O "Saleirismo" no PS
António Saleiro
é, mesmo neste PS a que o poder e as suas prebendas adesivaram
muitos espécimes esquisitos, um paradigma de caciquismo,
politiqueirice e etc, mas o "saleirismo", em versão
"soft" ou nem por isso, é hoje em dia um instrumento e
um "acquis" relevante das políticas e estilo do
"estado maior" de Guterres.
O PS tem sido sempre uma federação de orientações,
personalidades, sociedades secretas, interesses e grupos
contraditórios, conjunturalmente conluiados num projecto
específico, ou formalmente unidos em torno de um qualquer poder.
Com a actual direcção, os conflitos internos do PS têm-se
agravado à medida que as suas políticas neo-liberais confrontam
aspirações populares e faltam às promessas, mas, por outro
lado, as "reuniôes de comando" do
"guterrismo" passaram a gerir política e
mediaticamente uma conflitualidade encenada.

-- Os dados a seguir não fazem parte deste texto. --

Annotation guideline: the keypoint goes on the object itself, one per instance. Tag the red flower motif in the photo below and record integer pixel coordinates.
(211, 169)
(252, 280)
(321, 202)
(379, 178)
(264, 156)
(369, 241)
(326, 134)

Os teóricos do marketing político do "novo
socialismo" - também de Blair e Clinton(!), que reivindicam
para Guterres a invenção da mediatização do conflito interno
para salvaguardar a imagem de partido democrático do PS e
impedir o alargamento do espaço e força de atracção do PCP,
deviam recordar que já Cavaco punha o PSD a fazer oposição a
si mesmo e que nem isso o salvou duma enorme derrota.
Mas vem isto a propósito de António Saleiro, Governador Civil
de Beja e membro da Comissão Política Nacional do PS, com quem,
no mês de Julho e por Agosto a dentro, se assistiu a um
"gravíssimo conflito interno" do PS em torno da
definição da região Alentejo na elaboração do esboço de
mapa da regionalização.
Foi um "conflito" que serviu às mil maravilhas os
intentos da direcção do PS: retardar e preterir a
regionalização e juntar pseudo argumentos em favor do
imbróglio jurídico e referendário com que o PS a colocou na
mâo dos seus (dela) inimigos, capitalizar alguns
descontentamentos e fazer constar uma "vontade
regionalizadora" que não existe de facto, desvalorizar os
conflitos reais entre a direcção "guterrista" e
tantos socialistas.
Não abundando as coincidências em política e sendo certo que,
quase sempre, "o criminoso é alguém a quem aproveita o
crime", temos um evidente "conflito" de encomenda,
com encenação do "núcleo duro" do
"guterrismo".
E não falta sequer a anunciada recompensa. Ou não veio já
Saleiro fazer de conta que punha o lugar à disposição do
Governo para este, ignorando a generalizada exigfência da sua
demissão, sussurrada entre dentes no próprio PS, lhe renovar
apressadamente a confiança? Não veio já anunciar a
desistência da sua "candidatura à liderança do Baixo
Alentejo" em troca duma sinecura como eurodeputado?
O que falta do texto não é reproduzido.